In May 2009, the former Detroit Pistons basketball player Dave Bing became Detroit’s Mayor, and his record over the six months that followed was at least enough to convince voters to return him to office in the regularly-scheduled election that took place in November of the same year. He was initially elected on a 15% turnout, a figure that speaks volumes for the disenchantment of those who reside in a city that is generally portrayed as an economic basket-case, challenged only by a post-Katrina New Orleans for the title of the most crisis-ridden, poverty-stricken city in America. Unlike New Orleans, which can attribute a significant part of its current woe to the damage wreaked by one of the most destructive hurricanes in the nation’s history, Detroit’s perilous state cannot be blamed on a natural disaster. Like most major American cities, Detroit lost much of its population and its tax base in the second half of the 20th century, as the suburbs became the favored location for residential, retail and commercial developments. In recent years, the decline of the auto industry has decimated Detroit on an unprecedented scale. Chrysler and General Motors have been bailed out by the federal government and currently seem set for survival, at least, but this era of globalization is likely to prevent them from ever returning to their former glory, and tens of thousands of jobs have already been lost. Detroit’s famous Motor City moniker is a testament to it having put all of its eggs in one basket. I am not sure if, and to what extent, the city’s authorities tried to diversify Detroit’s commercial base in more prosperous times, but the folly of building a city around a single industry is sadly there for all to see. Today, there is little doubt that Detroit requires a dramatic new strategy, and here is Mayor Bing’s Vision for Detroit: http://www.bingformayor.com/vision.asp

In light of such a depressing situation, what chance does a former NBA star with no political experience have of reviving the fortunes of this once great city? From the outset, the jury has been very much out. Guests on NPR – http://www.npr.org/templates/story/story.php?storyId=103845759 – were certainly skeptical, claiming that Bing lacked ideas and that the federal government would not allow him to have any input into the one matter that would affect Detroit’s citizens the most: the auto industry. ESPN, while agreeing that Bing had not laid out a clear agenda for the change he promised, argued that his winners’ mentality was exactly what this city needed to give it a fighting chance of a bright future: http://sports.espn.go.com/espn/eticket/story?page=090430/bing. It would be easy to accuse the ESPN writer, Jamele Hill, of drawing an overly simplistic analogy between the sporting and political arenas, but his analysis runs deeper than that, and around 900,000 Detroiters must pray that Mr. Hill will be proved right.

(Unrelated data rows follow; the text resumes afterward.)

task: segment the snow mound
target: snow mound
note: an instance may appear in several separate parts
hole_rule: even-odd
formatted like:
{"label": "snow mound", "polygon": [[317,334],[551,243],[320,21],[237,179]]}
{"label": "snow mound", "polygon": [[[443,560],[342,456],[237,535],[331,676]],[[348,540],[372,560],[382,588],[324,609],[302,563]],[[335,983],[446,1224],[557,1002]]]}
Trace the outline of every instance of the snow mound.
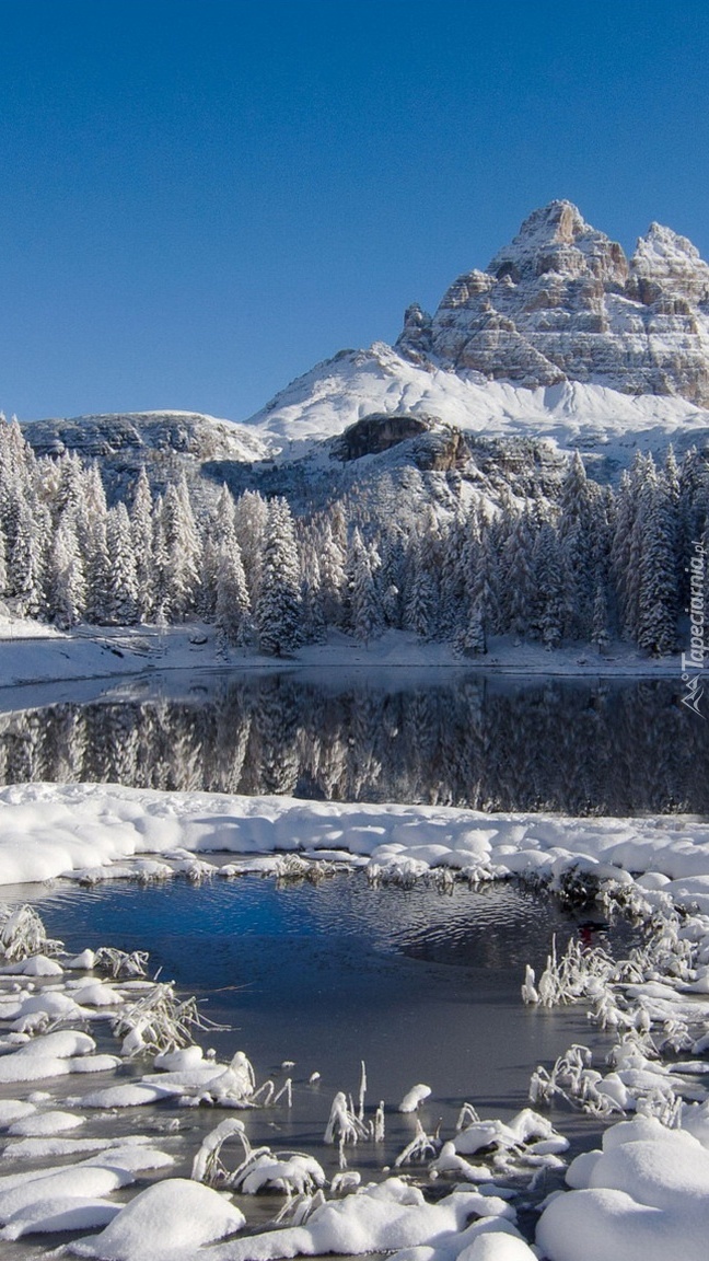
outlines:
{"label": "snow mound", "polygon": [[178,1261],[245,1223],[223,1195],[185,1178],[170,1178],[141,1192],[96,1238],[69,1251],[100,1261]]}
{"label": "snow mound", "polygon": [[[544,1211],[536,1242],[549,1261],[705,1261],[709,1151],[646,1119],[607,1131],[603,1153]],[[584,1177],[585,1175],[585,1177]],[[585,1182],[585,1185],[584,1185]]]}

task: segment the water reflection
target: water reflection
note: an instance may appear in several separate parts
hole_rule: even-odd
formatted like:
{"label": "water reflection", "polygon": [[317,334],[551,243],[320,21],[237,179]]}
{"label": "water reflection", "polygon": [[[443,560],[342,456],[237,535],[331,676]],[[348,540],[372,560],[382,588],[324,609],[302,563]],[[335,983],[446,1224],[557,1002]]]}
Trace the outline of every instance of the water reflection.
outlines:
{"label": "water reflection", "polygon": [[0,716],[0,781],[574,815],[709,808],[709,724],[672,681],[377,678],[226,673],[180,699],[156,685],[14,711]]}

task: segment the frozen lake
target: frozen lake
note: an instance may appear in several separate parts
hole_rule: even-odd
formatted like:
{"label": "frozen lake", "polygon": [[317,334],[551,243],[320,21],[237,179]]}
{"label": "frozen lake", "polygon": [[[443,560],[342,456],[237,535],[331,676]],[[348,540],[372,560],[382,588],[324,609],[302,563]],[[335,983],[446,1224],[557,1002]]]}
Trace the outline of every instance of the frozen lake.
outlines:
{"label": "frozen lake", "polygon": [[[570,815],[706,812],[709,724],[681,681],[481,671],[203,672],[3,695],[0,783]],[[103,691],[101,690],[103,687]]]}
{"label": "frozen lake", "polygon": [[[250,1113],[252,1141],[327,1160],[320,1140],[333,1095],[357,1095],[365,1059],[368,1103],[385,1100],[389,1117],[385,1149],[357,1153],[356,1166],[372,1174],[411,1136],[413,1119],[396,1107],[413,1084],[433,1091],[424,1124],[443,1120],[450,1130],[464,1101],[510,1117],[529,1103],[537,1063],[573,1042],[601,1045],[583,1009],[522,1004],[525,963],[541,968],[553,933],[563,948],[579,926],[597,944],[626,950],[630,939],[624,927],[608,929],[510,884],[440,894],[424,884],[371,888],[361,873],[317,886],[259,876],[199,888],[59,886],[35,905],[71,950],[149,950],[151,970],[161,967],[204,1000],[204,1015],[232,1026],[204,1034],[203,1045],[226,1059],[243,1049],[259,1081],[293,1076],[293,1111]],[[284,1071],[285,1061],[295,1067]],[[208,1129],[216,1119],[189,1122]],[[334,1159],[333,1150],[333,1170]]]}

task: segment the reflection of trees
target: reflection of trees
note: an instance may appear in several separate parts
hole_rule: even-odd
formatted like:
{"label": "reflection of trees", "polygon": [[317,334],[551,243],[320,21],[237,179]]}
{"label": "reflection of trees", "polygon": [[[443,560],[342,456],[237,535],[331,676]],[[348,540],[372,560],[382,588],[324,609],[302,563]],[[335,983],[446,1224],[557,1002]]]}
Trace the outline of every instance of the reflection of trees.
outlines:
{"label": "reflection of trees", "polygon": [[457,676],[339,692],[294,675],[170,701],[0,718],[0,781],[294,793],[565,813],[705,811],[709,733],[666,681],[532,686]]}

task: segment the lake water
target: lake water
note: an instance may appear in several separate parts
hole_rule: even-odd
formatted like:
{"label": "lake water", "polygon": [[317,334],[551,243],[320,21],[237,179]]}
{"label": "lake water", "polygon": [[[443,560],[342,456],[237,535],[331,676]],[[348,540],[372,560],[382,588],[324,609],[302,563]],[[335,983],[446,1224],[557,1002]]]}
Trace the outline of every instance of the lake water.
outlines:
{"label": "lake water", "polygon": [[373,668],[173,672],[101,695],[62,685],[42,705],[15,690],[0,714],[0,782],[705,812],[709,724],[681,706],[681,686]]}

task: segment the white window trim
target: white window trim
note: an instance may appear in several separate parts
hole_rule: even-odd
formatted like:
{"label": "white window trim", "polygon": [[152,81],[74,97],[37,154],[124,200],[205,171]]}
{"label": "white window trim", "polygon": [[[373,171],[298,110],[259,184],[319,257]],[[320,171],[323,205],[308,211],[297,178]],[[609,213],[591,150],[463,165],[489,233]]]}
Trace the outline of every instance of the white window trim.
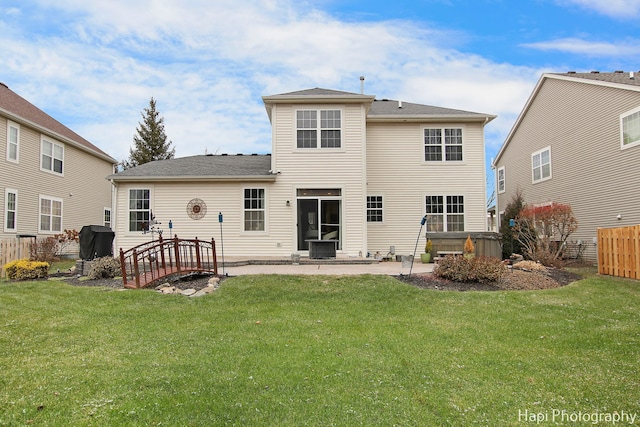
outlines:
{"label": "white window trim", "polygon": [[[442,138],[442,144],[440,144],[442,160],[427,160],[425,157],[424,149],[427,144],[424,142],[424,131],[426,129],[440,129]],[[444,143],[444,134],[446,129],[460,129],[461,138],[462,138],[462,160],[447,160],[447,151],[446,145]],[[466,155],[466,144],[465,144],[465,127],[464,126],[422,126],[420,129],[420,140],[422,141],[422,163],[429,165],[438,165],[438,164],[464,164],[467,155]],[[456,144],[457,145],[457,144]]]}
{"label": "white window trim", "polygon": [[[302,129],[302,128],[298,128],[298,112],[299,111],[315,111],[317,114],[316,120],[317,120],[317,127],[315,128],[318,136],[318,139],[316,141],[316,147],[315,148],[304,148],[304,147],[298,147],[298,130]],[[325,130],[339,130],[340,131],[340,147],[323,147],[322,146],[322,138],[321,138],[321,134],[322,134],[322,126],[321,126],[321,116],[322,116],[322,111],[340,111],[340,128],[324,128]],[[315,152],[320,151],[320,152],[326,152],[326,151],[345,151],[344,145],[344,108],[340,107],[340,106],[324,106],[323,108],[320,107],[312,107],[309,106],[309,108],[296,108],[294,110],[293,113],[293,130],[294,130],[294,136],[293,136],[293,148],[296,151],[301,151],[301,152],[305,152],[305,153],[309,153],[309,152]],[[312,128],[309,128],[309,130],[313,130]]]}
{"label": "white window trim", "polygon": [[[540,172],[541,172],[541,173],[540,173],[540,179],[537,179],[537,180],[536,180],[536,179],[534,178],[534,174],[533,174],[533,169],[534,169],[534,168],[533,168],[533,158],[534,158],[535,156],[537,156],[538,154],[540,154],[540,155],[541,155],[541,154],[542,154],[542,153],[544,153],[545,151],[549,151],[549,176],[547,176],[547,177],[542,177],[542,163],[540,163],[540,166],[539,166],[539,167],[540,167]],[[541,156],[541,157],[542,157],[542,156]],[[538,151],[536,151],[536,152],[534,152],[534,153],[531,153],[531,183],[532,183],[532,184],[537,184],[537,183],[539,183],[539,182],[548,181],[548,180],[550,180],[551,178],[553,178],[553,168],[552,168],[552,166],[553,166],[553,161],[551,160],[551,146],[550,146],[550,145],[548,145],[548,146],[546,146],[545,148],[543,148],[543,149],[541,149],[541,150],[538,150]]]}
{"label": "white window trim", "polygon": [[[500,179],[500,172],[502,172],[502,179]],[[498,183],[497,183],[498,194],[502,194],[505,191],[507,191],[507,179],[506,179],[506,175],[505,175],[504,166],[500,166],[498,168],[496,176],[497,176],[497,179],[498,179]],[[500,182],[502,182],[502,190],[500,190]]]}
{"label": "white window trim", "polygon": [[[132,190],[147,190],[149,192],[149,209],[147,210],[147,212],[149,212],[149,221],[151,221],[151,211],[152,206],[153,206],[153,191],[151,189],[151,187],[131,187],[131,188],[127,188],[127,218],[126,218],[126,232],[129,235],[138,235],[139,233],[142,233],[142,231],[140,230],[131,230],[131,211],[136,211],[136,212],[142,212],[145,209],[131,209],[131,191]],[[113,212],[112,212],[113,214]],[[148,230],[147,230],[148,231]]]}
{"label": "white window trim", "polygon": [[[13,211],[15,213],[15,222],[13,224],[14,225],[13,228],[7,227],[7,216],[9,214],[9,206],[8,206],[9,193],[13,193],[16,195],[16,207]],[[15,233],[18,231],[18,190],[14,188],[4,189],[4,231],[5,233]]]}
{"label": "white window trim", "polygon": [[[43,230],[42,229],[42,200],[50,200],[52,202],[60,202],[60,230]],[[51,218],[53,218],[53,213],[51,213],[50,215]],[[46,196],[41,194],[40,197],[38,198],[38,231],[40,233],[43,234],[59,234],[62,233],[62,230],[64,230],[64,200],[58,198],[58,197],[51,197],[51,196]],[[53,224],[53,221],[51,221],[51,223]]]}
{"label": "white window trim", "polygon": [[[49,144],[52,145],[52,153],[51,153],[51,169],[45,169],[42,167],[42,156],[44,154],[44,143],[48,142]],[[54,160],[56,159],[56,157],[54,157],[54,153],[55,153],[55,147],[58,146],[60,148],[62,148],[62,159],[59,159],[62,161],[62,173],[60,172],[56,172],[55,170],[53,170],[53,165],[54,165]],[[56,176],[64,176],[64,170],[66,169],[65,167],[65,162],[64,162],[64,144],[61,144],[59,142],[53,141],[51,138],[46,138],[44,135],[42,135],[40,137],[40,170],[43,172],[47,172],[50,173],[52,175],[56,175]]]}
{"label": "white window trim", "polygon": [[[384,196],[382,194],[369,194],[367,195],[367,205],[369,204],[369,197],[380,197],[380,202],[382,203],[382,207],[380,208],[369,208],[369,206],[366,206],[365,210],[366,210],[366,216],[365,219],[367,221],[367,224],[384,224],[384,219],[385,219],[385,214],[384,214]],[[382,221],[369,221],[369,211],[377,211],[380,210],[382,211]]]}
{"label": "white window trim", "polygon": [[625,117],[628,117],[632,114],[638,113],[640,112],[640,107],[638,108],[634,108],[631,111],[627,111],[626,113],[622,113],[620,114],[620,149],[621,150],[626,150],[627,148],[631,148],[631,147],[635,147],[637,145],[640,145],[640,139],[638,139],[637,141],[634,141],[630,144],[625,144],[624,143],[624,125],[623,125],[623,119]]}
{"label": "white window trim", "polygon": [[[451,230],[449,230],[449,223],[447,222],[447,215],[462,215],[462,218],[463,218],[463,222],[462,222],[463,230],[461,232],[466,232],[466,230],[468,229],[468,225],[467,225],[467,220],[468,220],[467,215],[468,214],[467,214],[467,209],[466,209],[468,199],[467,199],[466,195],[464,195],[464,194],[423,194],[422,202],[424,203],[424,205],[423,205],[424,208],[426,208],[426,198],[427,198],[427,196],[431,196],[431,197],[440,197],[441,196],[442,197],[442,214],[431,214],[431,213],[426,214],[428,217],[432,216],[432,215],[433,216],[437,215],[437,216],[441,216],[442,217],[442,231],[438,231],[438,233],[448,233],[448,232],[451,231]],[[454,214],[452,212],[449,212],[449,209],[448,209],[449,206],[447,205],[447,197],[462,197],[462,200],[463,200],[462,207],[464,209],[464,212],[462,214]],[[428,218],[427,218],[427,221],[428,221]],[[430,231],[427,229],[427,232],[430,232]]]}
{"label": "white window trim", "polygon": [[[245,202],[245,197],[244,197],[244,192],[245,190],[262,190],[263,194],[264,194],[264,208],[262,209],[245,209],[244,207],[244,202]],[[269,197],[269,193],[266,187],[243,187],[242,188],[242,193],[241,193],[241,212],[242,212],[242,234],[250,234],[252,236],[255,235],[266,235],[269,234],[268,230],[269,230],[269,209],[267,209],[267,201],[268,201],[268,197]],[[245,228],[245,223],[244,223],[244,213],[247,211],[259,211],[262,210],[262,212],[264,212],[264,217],[263,217],[263,221],[264,221],[264,230],[247,230]]]}
{"label": "white window trim", "polygon": [[[9,157],[9,152],[10,152],[9,147],[11,144],[11,128],[15,128],[17,130],[15,159],[12,159],[11,157]],[[20,163],[20,125],[10,120],[7,120],[7,161],[12,163]]]}

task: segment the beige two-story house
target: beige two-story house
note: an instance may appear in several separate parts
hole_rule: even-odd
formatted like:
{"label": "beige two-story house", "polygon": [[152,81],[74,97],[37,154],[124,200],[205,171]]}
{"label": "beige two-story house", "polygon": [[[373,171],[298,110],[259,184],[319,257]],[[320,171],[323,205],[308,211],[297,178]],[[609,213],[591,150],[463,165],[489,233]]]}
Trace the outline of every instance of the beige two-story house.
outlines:
{"label": "beige two-story house", "polygon": [[0,239],[111,225],[117,161],[0,83]]}
{"label": "beige two-story house", "polygon": [[595,260],[598,227],[640,224],[640,76],[542,75],[492,167],[500,214],[518,189],[529,205],[569,204],[567,255]]}
{"label": "beige two-story house", "polygon": [[429,231],[485,231],[484,126],[495,116],[319,88],[263,102],[270,154],[110,176],[116,245],[150,240],[153,217],[154,233],[223,239],[230,256],[304,256],[314,240],[334,241],[338,257],[410,254],[425,215]]}

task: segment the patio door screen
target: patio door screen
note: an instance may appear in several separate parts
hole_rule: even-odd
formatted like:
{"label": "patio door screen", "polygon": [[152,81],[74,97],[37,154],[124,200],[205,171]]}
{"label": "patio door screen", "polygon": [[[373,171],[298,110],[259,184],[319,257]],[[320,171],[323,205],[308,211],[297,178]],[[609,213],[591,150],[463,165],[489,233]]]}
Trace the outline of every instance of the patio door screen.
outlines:
{"label": "patio door screen", "polygon": [[297,200],[298,250],[308,251],[308,240],[337,240],[342,249],[342,191],[299,189]]}

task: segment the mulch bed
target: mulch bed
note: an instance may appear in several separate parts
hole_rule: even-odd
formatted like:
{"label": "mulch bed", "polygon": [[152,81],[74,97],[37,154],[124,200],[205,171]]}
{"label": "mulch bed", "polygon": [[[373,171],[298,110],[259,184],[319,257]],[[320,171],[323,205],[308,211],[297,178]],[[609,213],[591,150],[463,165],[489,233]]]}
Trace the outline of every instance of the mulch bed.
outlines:
{"label": "mulch bed", "polygon": [[[86,277],[54,274],[51,277],[64,279],[65,282],[75,286],[100,286],[114,289],[122,289],[121,279],[95,279]],[[200,290],[207,286],[211,276],[191,275],[180,280],[171,281],[171,285],[179,289]],[[580,280],[581,276],[563,269],[547,268],[544,271],[512,270],[504,275],[499,282],[494,283],[466,283],[454,282],[436,277],[432,273],[394,276],[401,282],[417,286],[423,289],[435,289],[443,291],[499,291],[499,290],[535,290],[552,289],[568,285]],[[221,278],[224,279],[224,278]],[[153,288],[151,288],[153,289]]]}
{"label": "mulch bed", "polygon": [[582,277],[570,271],[547,268],[543,271],[511,270],[498,282],[468,283],[441,279],[432,273],[396,276],[404,283],[423,289],[442,291],[500,291],[500,290],[536,290],[552,289],[568,285]]}

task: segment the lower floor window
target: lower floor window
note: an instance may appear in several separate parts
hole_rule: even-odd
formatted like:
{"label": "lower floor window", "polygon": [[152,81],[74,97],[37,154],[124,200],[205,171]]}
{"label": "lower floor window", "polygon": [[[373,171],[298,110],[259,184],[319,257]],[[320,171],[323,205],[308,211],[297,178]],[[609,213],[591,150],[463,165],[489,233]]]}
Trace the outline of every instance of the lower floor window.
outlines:
{"label": "lower floor window", "polygon": [[244,190],[244,231],[264,231],[264,188]]}
{"label": "lower floor window", "polygon": [[40,197],[40,231],[62,232],[62,200]]}
{"label": "lower floor window", "polygon": [[104,226],[111,228],[111,208],[104,208]]}
{"label": "lower floor window", "polygon": [[463,196],[427,196],[427,231],[464,231]]}
{"label": "lower floor window", "polygon": [[367,222],[382,222],[382,196],[367,196]]}

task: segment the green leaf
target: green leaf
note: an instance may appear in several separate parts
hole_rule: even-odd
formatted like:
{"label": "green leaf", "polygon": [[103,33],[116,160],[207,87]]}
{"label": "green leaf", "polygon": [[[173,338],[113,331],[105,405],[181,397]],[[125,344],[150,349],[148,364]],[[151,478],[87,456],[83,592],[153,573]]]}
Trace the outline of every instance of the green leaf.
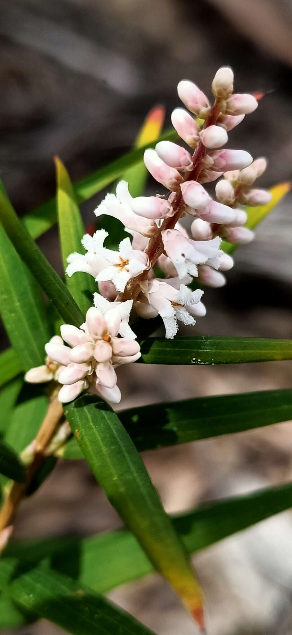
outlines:
{"label": "green leaf", "polygon": [[15,452],[0,440],[0,474],[17,483],[25,482],[25,470]]}
{"label": "green leaf", "polygon": [[[6,204],[4,195],[0,197]],[[43,363],[51,332],[40,290],[1,225],[0,314],[16,352],[15,363],[11,353],[1,358],[4,377],[10,379],[20,366],[28,370]]]}
{"label": "green leaf", "polygon": [[[11,349],[12,350],[12,349]],[[0,435],[2,436],[6,429],[10,416],[20,388],[22,385],[22,379],[17,377],[0,391]]]}
{"label": "green leaf", "polygon": [[[290,182],[279,183],[277,185],[273,185],[272,187],[270,187],[269,189],[269,191],[272,194],[272,199],[270,203],[268,203],[266,205],[259,205],[257,207],[245,207],[244,209],[248,215],[246,227],[249,229],[254,229],[259,223],[263,220],[265,217],[272,210],[274,210],[274,207],[277,205],[278,203],[284,196],[286,196],[286,194],[290,190]],[[220,249],[223,250],[225,253],[233,253],[239,246],[239,245],[238,244],[234,244],[223,240],[221,243]]]}
{"label": "green leaf", "polygon": [[[289,421],[292,418],[292,390],[199,397],[154,404],[120,411],[119,418],[142,452]],[[84,458],[75,438],[60,448],[57,455],[63,458]]]}
{"label": "green leaf", "polygon": [[[80,309],[73,300],[71,294],[69,293],[60,276],[58,276],[43,252],[32,240],[15,213],[7,197],[2,192],[0,192],[0,222],[20,257],[27,265],[36,280],[46,293],[64,322],[74,324],[76,326],[80,326],[80,324],[84,321],[84,316]],[[1,234],[3,233],[1,231]],[[3,262],[4,267],[5,262],[4,257],[3,257]],[[5,281],[6,286],[7,283],[7,281]],[[18,283],[18,286],[20,286],[20,283]],[[0,309],[2,310],[3,307],[0,307]],[[13,335],[12,327],[10,327],[10,330],[11,334]],[[36,331],[35,335],[37,337]],[[15,349],[18,351],[15,344],[15,340],[17,344],[18,337],[14,335],[12,342]],[[22,356],[21,359],[22,359]],[[30,365],[36,366],[36,364],[34,363]]]}
{"label": "green leaf", "polygon": [[0,353],[0,387],[21,373],[22,365],[13,349]]}
{"label": "green leaf", "polygon": [[[58,157],[55,157],[55,162],[57,180],[58,225],[65,270],[70,254],[75,251],[85,253],[81,244],[85,231],[68,172]],[[85,315],[92,305],[93,294],[97,290],[94,278],[88,274],[77,272],[71,277],[66,275],[65,283],[75,302]]]}
{"label": "green leaf", "polygon": [[0,587],[21,608],[73,635],[153,635],[125,611],[46,564],[1,559]]}
{"label": "green leaf", "polygon": [[[291,507],[288,483],[205,503],[173,522],[188,552],[194,553]],[[135,536],[124,530],[86,538],[11,541],[3,561],[6,556],[36,561],[50,557],[52,568],[100,593],[154,571]]]}
{"label": "green leaf", "polygon": [[292,359],[292,340],[253,337],[153,337],[142,341],[145,364],[245,364]]}
{"label": "green leaf", "polygon": [[[167,139],[175,141],[178,136],[173,129],[164,132],[152,144],[136,150],[132,150],[119,159],[115,159],[108,165],[92,172],[91,174],[84,177],[74,184],[74,189],[78,203],[88,201],[94,194],[100,192],[116,178],[119,178],[128,168],[141,163],[143,155],[147,147],[154,147],[158,141]],[[27,214],[23,218],[24,224],[33,238],[37,238],[48,229],[50,229],[56,221],[56,199],[43,203],[39,207]]]}
{"label": "green leaf", "polygon": [[89,394],[65,404],[64,414],[112,506],[195,618],[202,619],[201,592],[191,565],[117,415]]}

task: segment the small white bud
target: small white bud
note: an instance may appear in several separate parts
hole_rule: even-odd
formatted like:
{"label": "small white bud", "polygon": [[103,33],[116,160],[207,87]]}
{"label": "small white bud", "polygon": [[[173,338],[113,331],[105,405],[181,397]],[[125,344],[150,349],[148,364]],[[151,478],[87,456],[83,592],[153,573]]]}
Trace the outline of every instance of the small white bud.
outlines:
{"label": "small white bud", "polygon": [[233,91],[233,71],[228,66],[218,69],[212,82],[214,97],[227,99]]}
{"label": "small white bud", "polygon": [[220,126],[209,126],[199,136],[206,148],[221,148],[228,141],[228,135]]}
{"label": "small white bud", "polygon": [[213,238],[210,224],[202,218],[195,218],[190,225],[194,240],[210,240]]}
{"label": "small white bud", "polygon": [[218,201],[225,205],[232,205],[234,203],[234,188],[227,179],[222,178],[216,184],[215,192]]}

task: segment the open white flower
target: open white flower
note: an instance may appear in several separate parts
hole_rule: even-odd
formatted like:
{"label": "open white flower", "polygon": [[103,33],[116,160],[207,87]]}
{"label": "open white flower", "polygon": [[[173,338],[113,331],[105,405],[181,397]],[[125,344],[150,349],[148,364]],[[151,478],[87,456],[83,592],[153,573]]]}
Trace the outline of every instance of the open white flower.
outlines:
{"label": "open white flower", "polygon": [[208,264],[217,269],[222,252],[219,249],[221,239],[194,241],[186,238],[176,229],[166,229],[161,232],[166,255],[175,265],[178,276],[188,274],[196,277],[197,265]]}
{"label": "open white flower", "polygon": [[130,278],[139,276],[149,268],[147,254],[133,250],[129,238],[124,238],[119,245],[119,251],[103,248],[103,253],[109,266],[96,276],[96,282],[111,281],[117,291],[123,291]]}
{"label": "open white flower", "polygon": [[84,271],[96,277],[102,269],[107,266],[103,255],[103,243],[109,236],[105,229],[99,229],[93,236],[85,234],[81,243],[87,253],[70,253],[67,260],[66,273],[69,277],[77,271]]}
{"label": "open white flower", "polygon": [[109,194],[95,210],[96,216],[111,216],[117,218],[125,226],[126,231],[129,229],[139,232],[145,236],[154,236],[157,231],[154,220],[138,216],[133,211],[131,203],[133,198],[128,188],[126,181],[117,184],[116,195]]}
{"label": "open white flower", "polygon": [[[58,397],[62,403],[72,401],[87,389],[109,401],[119,403],[121,392],[114,369],[122,364],[136,361],[141,356],[136,342],[117,337],[121,322],[117,308],[103,315],[102,311],[91,307],[85,323],[80,328],[70,324],[62,324],[63,339],[55,337],[46,344],[46,351],[50,356],[46,365],[30,369],[26,373],[26,381],[58,381],[63,384]],[[69,346],[65,346],[63,340]]]}
{"label": "open white flower", "polygon": [[103,315],[112,309],[116,309],[119,313],[121,318],[121,324],[119,327],[118,333],[121,337],[126,337],[128,340],[135,340],[136,334],[132,331],[129,325],[129,319],[131,311],[133,306],[133,300],[126,300],[124,302],[110,302],[106,298],[103,297],[100,293],[93,293],[93,303],[96,309],[99,309]]}
{"label": "open white flower", "polygon": [[199,302],[204,291],[200,289],[191,291],[185,284],[180,284],[177,290],[166,282],[157,279],[143,281],[140,283],[140,286],[142,293],[138,297],[138,302],[135,303],[138,314],[147,317],[143,304],[148,302],[152,309],[151,317],[158,314],[161,316],[167,339],[173,339],[176,334],[178,320],[187,325],[196,324],[189,309]]}

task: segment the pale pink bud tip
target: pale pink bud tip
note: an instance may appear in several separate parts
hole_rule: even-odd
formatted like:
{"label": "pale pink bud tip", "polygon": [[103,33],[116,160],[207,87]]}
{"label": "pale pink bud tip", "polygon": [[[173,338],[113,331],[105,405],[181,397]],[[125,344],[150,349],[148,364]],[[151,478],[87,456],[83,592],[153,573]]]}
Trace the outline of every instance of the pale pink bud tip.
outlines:
{"label": "pale pink bud tip", "polygon": [[202,218],[195,218],[193,220],[190,232],[194,240],[210,240],[213,237],[210,224]]}
{"label": "pale pink bud tip", "polygon": [[169,190],[175,191],[183,181],[179,172],[167,165],[158,156],[157,152],[148,148],[144,152],[144,163],[153,178]]}
{"label": "pale pink bud tip", "polygon": [[242,192],[239,203],[244,205],[266,205],[270,203],[272,199],[272,194],[267,190],[255,189],[249,190],[249,192]]}
{"label": "pale pink bud tip", "polygon": [[178,84],[178,94],[185,106],[201,119],[211,112],[211,105],[206,95],[192,81],[183,79]]}
{"label": "pale pink bud tip", "polygon": [[170,168],[183,171],[192,170],[192,157],[180,145],[173,144],[171,141],[159,141],[156,144],[155,149],[158,156]]}
{"label": "pale pink bud tip", "polygon": [[183,108],[176,108],[171,114],[171,123],[182,139],[191,148],[196,148],[200,127],[189,112]]}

David Cameron is likely to become Britain’s Prime Minister next year if, as expected, the Conservatives return to power for the first time since Tony Blair’s Labour Party took office in 1997. Many are worried that this will spell bad news for northern, post-industrial cities, some of which (e.g Manchester and Liverpool) have undergone a significant renaissance in recent years, largely thanks to government-funded regeneration programs. Cameron immediately sought to distance himself from a controversial report by ‘his favorite think-tank’, which advocated mass migration from certain northern cities to more economically robust areas in the south of the country. But the question remains: In light of the ongoing economic crisis, might regeneration-funding be one of the first casualties of a new Conservative government? And, if so, what might be the implications?